To make sure with your project, read this paper about permutation method. (Thanks to Dr. Sohyun Hwang)
http://www.ncbi.nlm.nih.gov/pubmed/?term=discovering%20statistically%20significant%20pathways%20in%20expression%20profiling%20studies

>How to run
(1) Load data: load gct, gmt, cls file. 
(2) Run GSEA: 
   - Required files 
	Expression dataset-input gct file will show up.
	Gene Sets database-gmt file;  click Gene matrix (local gmx/gmt) to show your input gmt file up.
	Number of permutations-fixed, 1000
	Phenotype labels-Phenotype labels will show up according to your cls file information.
	Collapse dataset to gene symbols-default true; some has to change false
==> GSEA support major organism array chip platform. In this case you can use this TURE, selecting chip platform on Chip platform(s) option. However, if your target array platform is not supported, choose false to be not in trouble running.

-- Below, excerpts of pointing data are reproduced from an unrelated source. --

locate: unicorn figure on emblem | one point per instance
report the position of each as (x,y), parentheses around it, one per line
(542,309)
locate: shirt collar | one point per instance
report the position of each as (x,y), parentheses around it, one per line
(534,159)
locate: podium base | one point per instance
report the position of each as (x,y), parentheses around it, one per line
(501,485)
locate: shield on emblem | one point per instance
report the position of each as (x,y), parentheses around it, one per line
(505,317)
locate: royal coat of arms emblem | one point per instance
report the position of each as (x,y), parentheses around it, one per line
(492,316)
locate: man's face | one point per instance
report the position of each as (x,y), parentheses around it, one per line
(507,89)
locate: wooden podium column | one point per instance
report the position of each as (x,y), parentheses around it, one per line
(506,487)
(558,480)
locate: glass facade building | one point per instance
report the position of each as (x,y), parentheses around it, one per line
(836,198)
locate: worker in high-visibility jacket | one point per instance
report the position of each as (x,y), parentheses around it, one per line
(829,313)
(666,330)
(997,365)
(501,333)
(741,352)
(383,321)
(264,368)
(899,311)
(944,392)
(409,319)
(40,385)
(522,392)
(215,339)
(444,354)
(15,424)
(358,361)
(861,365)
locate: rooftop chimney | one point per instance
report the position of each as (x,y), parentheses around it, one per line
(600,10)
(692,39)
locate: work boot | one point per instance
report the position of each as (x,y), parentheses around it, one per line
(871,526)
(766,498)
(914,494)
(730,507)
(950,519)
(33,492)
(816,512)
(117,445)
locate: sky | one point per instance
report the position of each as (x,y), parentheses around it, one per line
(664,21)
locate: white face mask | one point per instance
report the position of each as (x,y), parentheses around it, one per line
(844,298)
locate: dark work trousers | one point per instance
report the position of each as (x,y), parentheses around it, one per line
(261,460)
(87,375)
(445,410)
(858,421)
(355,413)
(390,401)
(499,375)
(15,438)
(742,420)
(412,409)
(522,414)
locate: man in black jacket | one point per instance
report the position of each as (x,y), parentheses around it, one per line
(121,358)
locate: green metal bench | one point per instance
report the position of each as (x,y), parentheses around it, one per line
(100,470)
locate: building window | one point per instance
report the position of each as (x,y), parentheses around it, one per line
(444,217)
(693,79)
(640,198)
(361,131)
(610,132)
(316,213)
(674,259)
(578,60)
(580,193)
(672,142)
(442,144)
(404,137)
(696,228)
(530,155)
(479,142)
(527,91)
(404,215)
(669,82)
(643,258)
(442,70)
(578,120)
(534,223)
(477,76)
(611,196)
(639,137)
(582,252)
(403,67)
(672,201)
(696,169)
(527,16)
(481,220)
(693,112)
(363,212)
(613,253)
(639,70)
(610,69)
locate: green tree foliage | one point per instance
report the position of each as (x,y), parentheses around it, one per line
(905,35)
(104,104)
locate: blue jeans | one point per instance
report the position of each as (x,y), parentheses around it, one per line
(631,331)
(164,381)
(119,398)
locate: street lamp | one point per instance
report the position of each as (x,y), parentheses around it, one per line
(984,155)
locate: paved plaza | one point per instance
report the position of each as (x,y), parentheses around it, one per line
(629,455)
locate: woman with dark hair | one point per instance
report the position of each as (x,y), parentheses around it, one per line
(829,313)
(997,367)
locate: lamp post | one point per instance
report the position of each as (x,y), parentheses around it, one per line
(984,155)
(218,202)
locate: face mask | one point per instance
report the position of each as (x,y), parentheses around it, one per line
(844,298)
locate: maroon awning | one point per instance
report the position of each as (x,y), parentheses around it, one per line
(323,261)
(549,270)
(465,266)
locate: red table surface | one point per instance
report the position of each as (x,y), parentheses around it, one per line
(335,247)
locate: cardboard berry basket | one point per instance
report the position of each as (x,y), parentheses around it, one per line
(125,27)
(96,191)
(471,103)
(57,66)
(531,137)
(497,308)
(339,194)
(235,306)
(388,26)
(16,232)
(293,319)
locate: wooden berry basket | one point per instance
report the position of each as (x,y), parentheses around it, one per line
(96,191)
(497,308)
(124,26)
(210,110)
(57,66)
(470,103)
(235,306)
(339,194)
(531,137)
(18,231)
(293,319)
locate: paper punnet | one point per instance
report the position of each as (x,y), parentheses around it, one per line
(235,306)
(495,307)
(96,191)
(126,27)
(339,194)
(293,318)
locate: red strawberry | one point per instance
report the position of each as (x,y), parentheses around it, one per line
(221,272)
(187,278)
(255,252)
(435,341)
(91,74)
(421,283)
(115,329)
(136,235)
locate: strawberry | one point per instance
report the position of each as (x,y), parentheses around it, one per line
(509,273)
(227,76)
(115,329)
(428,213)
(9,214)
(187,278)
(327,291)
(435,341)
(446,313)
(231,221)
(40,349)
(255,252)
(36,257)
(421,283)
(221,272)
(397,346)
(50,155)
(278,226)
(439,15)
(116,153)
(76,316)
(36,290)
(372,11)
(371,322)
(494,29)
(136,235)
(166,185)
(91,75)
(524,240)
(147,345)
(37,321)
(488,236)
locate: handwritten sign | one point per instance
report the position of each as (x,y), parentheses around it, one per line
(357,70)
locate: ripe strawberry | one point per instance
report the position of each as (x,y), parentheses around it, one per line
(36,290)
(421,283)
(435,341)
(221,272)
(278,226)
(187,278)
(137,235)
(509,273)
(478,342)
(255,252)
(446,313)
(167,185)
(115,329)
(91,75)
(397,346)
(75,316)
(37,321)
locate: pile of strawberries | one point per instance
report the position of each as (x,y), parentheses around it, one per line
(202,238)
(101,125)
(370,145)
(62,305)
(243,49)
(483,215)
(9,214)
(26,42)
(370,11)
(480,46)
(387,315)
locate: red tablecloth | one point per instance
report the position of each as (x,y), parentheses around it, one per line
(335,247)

Permutation type-default phenotype; you can choose gene_set instead.
Chip platform(s)-if the parameter of 5th option, Collapse dataset to gene symbols is true, you have to select which chip platform on which your target array sample was conducted.

- Basic files and Advanced files; you can also modify or adjust parameter depending on your input data types and project.
(3) click Run: You can run multiple times in optimizing different options as much as your CPU supports your work load.